Friday, September 5, 2014
Today, after hearing of Joan Rivers passing, some interesting thoughts I had.
I didn't know her, but as a comedian, when even then there were times I didn't car much for her humor. Yet, it saddened me very much. My thoughts were: Is it because she looked like 30 yrs. old? She was really 81. Would I have felt so sad if she looked like 80 yrs old? Probably not as sad. Yet, I am still thinking about how sad n her family and those who personally have known her, the real person under all that cosmetic surgery. Is it because so near her age am I?
If Betty White died tomorrow at her age would that create an everyday sadness for me to get over, No! Betty living a full, funny, and a non-surgical changing look. Is that why? Can I possibly live as long as Betty is living?

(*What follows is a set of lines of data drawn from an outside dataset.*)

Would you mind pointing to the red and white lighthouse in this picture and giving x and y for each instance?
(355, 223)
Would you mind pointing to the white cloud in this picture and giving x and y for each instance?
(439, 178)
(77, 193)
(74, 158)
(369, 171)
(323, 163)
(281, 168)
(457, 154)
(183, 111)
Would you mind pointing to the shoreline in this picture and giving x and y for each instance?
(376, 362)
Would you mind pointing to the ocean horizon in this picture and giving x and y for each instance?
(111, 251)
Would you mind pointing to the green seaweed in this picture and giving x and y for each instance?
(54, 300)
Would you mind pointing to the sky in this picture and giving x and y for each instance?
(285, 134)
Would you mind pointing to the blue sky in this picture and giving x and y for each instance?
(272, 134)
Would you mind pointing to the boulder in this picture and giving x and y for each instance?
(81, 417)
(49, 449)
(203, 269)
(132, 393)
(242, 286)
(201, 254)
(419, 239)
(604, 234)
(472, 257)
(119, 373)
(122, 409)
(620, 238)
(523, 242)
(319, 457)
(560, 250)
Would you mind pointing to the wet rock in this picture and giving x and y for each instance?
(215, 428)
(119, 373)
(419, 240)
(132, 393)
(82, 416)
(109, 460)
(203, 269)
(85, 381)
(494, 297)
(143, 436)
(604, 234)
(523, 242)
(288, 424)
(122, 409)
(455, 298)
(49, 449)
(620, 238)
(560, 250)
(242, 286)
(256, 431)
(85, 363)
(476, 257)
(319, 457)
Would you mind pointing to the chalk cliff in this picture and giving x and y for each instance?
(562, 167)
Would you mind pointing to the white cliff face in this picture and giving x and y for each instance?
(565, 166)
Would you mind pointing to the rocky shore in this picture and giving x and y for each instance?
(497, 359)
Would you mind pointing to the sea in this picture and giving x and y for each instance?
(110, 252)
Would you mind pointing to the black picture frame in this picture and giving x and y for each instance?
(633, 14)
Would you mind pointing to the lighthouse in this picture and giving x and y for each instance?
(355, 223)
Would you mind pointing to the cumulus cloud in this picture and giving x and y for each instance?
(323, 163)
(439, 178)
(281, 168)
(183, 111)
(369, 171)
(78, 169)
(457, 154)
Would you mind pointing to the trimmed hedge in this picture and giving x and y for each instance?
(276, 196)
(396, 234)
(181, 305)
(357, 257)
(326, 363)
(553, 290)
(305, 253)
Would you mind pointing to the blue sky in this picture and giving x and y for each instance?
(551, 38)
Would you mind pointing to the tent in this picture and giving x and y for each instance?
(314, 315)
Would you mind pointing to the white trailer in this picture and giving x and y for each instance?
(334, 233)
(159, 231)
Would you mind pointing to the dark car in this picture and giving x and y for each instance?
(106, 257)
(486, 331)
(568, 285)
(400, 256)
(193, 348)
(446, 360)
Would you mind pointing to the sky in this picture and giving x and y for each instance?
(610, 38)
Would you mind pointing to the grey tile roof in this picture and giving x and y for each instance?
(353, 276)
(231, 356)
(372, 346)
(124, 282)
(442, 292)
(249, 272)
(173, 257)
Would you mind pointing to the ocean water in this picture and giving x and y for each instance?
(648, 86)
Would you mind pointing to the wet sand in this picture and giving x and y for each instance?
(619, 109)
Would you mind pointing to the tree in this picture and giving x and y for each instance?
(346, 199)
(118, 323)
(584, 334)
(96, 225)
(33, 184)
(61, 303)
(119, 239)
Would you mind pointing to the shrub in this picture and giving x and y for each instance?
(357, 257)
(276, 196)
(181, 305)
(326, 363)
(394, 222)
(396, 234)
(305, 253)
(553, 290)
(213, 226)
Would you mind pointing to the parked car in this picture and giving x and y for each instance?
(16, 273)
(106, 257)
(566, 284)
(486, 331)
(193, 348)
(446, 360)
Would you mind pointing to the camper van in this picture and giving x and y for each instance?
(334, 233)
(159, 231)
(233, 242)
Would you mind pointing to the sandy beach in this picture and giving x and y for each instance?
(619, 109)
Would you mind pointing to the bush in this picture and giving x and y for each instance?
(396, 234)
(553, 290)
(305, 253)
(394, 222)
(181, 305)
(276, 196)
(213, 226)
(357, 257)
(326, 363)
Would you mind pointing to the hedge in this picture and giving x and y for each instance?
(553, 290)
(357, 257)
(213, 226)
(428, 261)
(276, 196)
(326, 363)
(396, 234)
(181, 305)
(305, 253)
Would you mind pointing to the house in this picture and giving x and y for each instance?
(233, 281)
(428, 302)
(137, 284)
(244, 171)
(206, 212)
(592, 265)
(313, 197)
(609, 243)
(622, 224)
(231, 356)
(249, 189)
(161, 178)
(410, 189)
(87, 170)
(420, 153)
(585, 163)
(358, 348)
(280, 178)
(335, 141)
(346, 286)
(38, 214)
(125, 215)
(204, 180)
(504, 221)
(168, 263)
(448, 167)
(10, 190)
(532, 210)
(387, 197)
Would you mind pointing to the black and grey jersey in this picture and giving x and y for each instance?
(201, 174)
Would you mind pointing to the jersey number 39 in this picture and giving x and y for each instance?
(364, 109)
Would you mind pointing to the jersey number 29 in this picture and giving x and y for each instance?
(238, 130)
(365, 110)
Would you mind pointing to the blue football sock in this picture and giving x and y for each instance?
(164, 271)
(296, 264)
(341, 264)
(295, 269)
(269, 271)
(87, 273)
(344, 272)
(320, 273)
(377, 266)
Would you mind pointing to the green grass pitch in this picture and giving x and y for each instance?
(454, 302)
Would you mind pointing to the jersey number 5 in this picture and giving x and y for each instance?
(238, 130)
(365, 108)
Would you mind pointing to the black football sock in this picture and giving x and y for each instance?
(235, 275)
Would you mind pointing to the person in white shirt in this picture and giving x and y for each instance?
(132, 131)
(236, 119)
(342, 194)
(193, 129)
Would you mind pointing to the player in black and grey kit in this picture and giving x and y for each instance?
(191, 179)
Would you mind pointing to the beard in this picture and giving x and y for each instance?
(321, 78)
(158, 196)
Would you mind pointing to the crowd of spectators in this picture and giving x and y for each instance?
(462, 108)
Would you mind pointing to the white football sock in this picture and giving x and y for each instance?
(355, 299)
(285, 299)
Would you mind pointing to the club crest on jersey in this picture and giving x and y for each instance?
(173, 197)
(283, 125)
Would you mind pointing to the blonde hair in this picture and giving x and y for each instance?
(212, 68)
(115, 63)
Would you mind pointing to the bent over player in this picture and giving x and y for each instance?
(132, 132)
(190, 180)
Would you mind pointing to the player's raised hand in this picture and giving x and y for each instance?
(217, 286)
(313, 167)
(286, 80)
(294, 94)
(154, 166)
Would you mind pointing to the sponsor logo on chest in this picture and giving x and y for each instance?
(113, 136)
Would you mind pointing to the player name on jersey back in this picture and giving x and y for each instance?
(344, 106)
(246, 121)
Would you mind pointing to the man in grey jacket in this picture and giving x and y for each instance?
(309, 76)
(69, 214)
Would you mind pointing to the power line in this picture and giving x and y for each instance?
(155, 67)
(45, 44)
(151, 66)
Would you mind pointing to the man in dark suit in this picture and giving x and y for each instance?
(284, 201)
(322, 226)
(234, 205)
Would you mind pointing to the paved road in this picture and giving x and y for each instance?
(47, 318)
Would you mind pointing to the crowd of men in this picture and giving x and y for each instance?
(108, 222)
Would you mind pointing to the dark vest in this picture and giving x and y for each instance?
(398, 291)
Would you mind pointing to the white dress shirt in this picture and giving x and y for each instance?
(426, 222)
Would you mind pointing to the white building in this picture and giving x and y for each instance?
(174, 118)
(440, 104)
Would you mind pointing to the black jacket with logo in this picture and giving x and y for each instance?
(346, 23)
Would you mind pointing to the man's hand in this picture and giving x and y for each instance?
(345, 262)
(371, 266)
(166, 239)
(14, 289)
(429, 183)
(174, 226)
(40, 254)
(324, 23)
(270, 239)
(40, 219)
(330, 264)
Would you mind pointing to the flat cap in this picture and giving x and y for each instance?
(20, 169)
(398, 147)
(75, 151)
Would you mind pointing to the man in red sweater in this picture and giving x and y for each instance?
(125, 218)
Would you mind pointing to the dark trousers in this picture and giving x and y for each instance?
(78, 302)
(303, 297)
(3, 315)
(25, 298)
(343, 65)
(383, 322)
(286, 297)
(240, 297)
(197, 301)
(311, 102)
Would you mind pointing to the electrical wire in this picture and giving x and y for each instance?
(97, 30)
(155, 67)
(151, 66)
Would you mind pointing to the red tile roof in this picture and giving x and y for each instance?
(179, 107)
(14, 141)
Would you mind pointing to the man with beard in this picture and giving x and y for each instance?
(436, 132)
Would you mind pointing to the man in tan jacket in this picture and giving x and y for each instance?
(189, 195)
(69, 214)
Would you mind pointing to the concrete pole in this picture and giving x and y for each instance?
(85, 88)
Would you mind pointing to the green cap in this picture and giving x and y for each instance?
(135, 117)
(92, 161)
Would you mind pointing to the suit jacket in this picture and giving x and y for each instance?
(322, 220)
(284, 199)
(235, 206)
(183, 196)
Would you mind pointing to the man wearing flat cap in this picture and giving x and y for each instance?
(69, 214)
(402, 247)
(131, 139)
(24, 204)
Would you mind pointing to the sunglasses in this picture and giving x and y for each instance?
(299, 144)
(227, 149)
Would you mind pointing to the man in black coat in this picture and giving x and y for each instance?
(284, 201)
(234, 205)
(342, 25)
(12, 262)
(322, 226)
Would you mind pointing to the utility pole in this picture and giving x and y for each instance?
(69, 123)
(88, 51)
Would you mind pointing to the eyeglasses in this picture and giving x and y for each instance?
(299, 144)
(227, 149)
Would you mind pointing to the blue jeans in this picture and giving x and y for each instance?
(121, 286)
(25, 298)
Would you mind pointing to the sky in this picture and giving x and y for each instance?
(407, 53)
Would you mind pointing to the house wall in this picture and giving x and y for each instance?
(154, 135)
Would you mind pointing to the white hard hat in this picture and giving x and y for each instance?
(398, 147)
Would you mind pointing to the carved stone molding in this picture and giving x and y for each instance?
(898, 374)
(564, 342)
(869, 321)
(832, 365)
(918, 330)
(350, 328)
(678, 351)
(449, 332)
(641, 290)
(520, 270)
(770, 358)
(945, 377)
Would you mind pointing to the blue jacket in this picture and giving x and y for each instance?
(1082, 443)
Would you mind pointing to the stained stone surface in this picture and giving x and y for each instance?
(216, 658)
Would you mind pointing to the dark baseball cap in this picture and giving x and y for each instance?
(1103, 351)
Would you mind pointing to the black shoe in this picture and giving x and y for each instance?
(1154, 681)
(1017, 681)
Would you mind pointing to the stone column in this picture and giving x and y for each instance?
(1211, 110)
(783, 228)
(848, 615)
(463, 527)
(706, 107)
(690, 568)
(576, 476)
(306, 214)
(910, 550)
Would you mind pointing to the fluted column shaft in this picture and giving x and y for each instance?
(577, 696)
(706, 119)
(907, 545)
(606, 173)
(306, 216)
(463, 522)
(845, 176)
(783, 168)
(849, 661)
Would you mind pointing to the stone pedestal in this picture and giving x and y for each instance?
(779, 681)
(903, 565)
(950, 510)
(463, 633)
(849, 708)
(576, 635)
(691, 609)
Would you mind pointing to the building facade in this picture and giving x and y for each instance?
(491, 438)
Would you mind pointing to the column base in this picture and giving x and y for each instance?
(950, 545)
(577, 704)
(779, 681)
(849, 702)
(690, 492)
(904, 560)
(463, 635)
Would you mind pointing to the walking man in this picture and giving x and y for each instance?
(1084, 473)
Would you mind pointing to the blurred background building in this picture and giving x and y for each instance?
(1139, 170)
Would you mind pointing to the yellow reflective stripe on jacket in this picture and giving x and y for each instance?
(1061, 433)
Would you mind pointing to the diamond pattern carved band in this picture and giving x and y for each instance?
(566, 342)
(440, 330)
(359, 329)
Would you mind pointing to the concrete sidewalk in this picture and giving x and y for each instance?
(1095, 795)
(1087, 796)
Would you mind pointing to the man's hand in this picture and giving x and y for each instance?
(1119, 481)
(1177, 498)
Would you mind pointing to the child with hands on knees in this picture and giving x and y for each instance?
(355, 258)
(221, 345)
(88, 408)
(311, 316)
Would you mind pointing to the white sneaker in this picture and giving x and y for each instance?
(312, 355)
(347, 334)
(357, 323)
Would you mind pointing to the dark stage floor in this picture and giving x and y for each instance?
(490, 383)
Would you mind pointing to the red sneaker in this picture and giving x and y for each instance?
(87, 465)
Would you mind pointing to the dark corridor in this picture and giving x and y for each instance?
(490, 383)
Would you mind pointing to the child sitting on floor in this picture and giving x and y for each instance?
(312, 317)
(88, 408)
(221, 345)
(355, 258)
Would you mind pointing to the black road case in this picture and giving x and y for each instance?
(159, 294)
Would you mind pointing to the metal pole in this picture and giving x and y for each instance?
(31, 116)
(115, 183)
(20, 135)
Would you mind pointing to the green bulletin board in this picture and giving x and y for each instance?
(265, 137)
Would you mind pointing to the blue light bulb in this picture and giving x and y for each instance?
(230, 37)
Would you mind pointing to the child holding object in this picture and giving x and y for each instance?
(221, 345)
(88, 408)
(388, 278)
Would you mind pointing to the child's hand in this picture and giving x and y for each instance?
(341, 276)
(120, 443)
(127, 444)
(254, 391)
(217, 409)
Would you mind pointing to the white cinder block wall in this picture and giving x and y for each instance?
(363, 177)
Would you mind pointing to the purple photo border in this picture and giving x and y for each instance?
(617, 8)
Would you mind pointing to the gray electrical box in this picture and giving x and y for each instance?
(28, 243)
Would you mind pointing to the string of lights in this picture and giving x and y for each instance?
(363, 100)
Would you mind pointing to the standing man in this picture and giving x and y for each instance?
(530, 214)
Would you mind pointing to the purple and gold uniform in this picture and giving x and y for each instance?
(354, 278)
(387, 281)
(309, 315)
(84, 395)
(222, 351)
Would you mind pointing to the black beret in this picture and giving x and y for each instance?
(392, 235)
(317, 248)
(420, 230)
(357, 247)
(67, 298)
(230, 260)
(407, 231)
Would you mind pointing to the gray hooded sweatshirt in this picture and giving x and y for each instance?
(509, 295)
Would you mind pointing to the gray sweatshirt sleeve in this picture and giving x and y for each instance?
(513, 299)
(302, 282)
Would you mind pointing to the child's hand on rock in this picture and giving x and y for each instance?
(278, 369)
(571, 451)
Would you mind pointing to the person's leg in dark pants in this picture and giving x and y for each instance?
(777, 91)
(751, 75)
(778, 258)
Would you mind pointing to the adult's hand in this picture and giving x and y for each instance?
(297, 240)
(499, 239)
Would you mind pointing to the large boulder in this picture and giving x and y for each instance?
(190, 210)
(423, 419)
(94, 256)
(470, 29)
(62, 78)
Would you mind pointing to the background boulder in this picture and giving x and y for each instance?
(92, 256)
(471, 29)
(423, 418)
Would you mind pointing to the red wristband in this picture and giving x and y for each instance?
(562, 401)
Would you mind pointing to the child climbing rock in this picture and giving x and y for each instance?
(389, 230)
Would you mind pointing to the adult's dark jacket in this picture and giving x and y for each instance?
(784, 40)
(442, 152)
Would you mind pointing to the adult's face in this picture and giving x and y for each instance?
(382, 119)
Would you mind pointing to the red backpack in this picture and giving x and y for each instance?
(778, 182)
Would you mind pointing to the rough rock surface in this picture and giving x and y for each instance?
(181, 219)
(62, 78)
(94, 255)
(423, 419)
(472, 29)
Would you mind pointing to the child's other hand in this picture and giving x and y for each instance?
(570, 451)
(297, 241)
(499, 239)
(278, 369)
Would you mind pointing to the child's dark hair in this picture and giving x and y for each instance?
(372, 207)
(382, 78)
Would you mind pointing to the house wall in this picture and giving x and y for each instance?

Then, Robin Williams. Took me a week to get over that one. I watched him grow from Mork and Mindy into a fine serious actor along with his comedy over the years. I didn't know him personally, why then did it affect me so? A tragic passing?
Then Lauren Bacall. Such a lady and her passing was without fan fare. I thought about her too, in such a way. I thought about her and Boggie, mostly their movies together as they were THE Movies in my generation. Didn't know her personally either and she didn't look 30 either. But I still was so saddened by her passing.
Now who could forget James Gardner. What a shock also! All of these wonderful entertainers of my generation gone all within a few weeks, even days of each other. These I have mentioned are but a few from my generation. The ones who entertained, made me laugh, made me cry, kept me company when alone. They are slowly leaving us these good ole actors and actresses.
Glad to have them back once in awhile appearing on the TV screen in old movies or shows. Leaving a legacy behind they are! WOW! Miss them!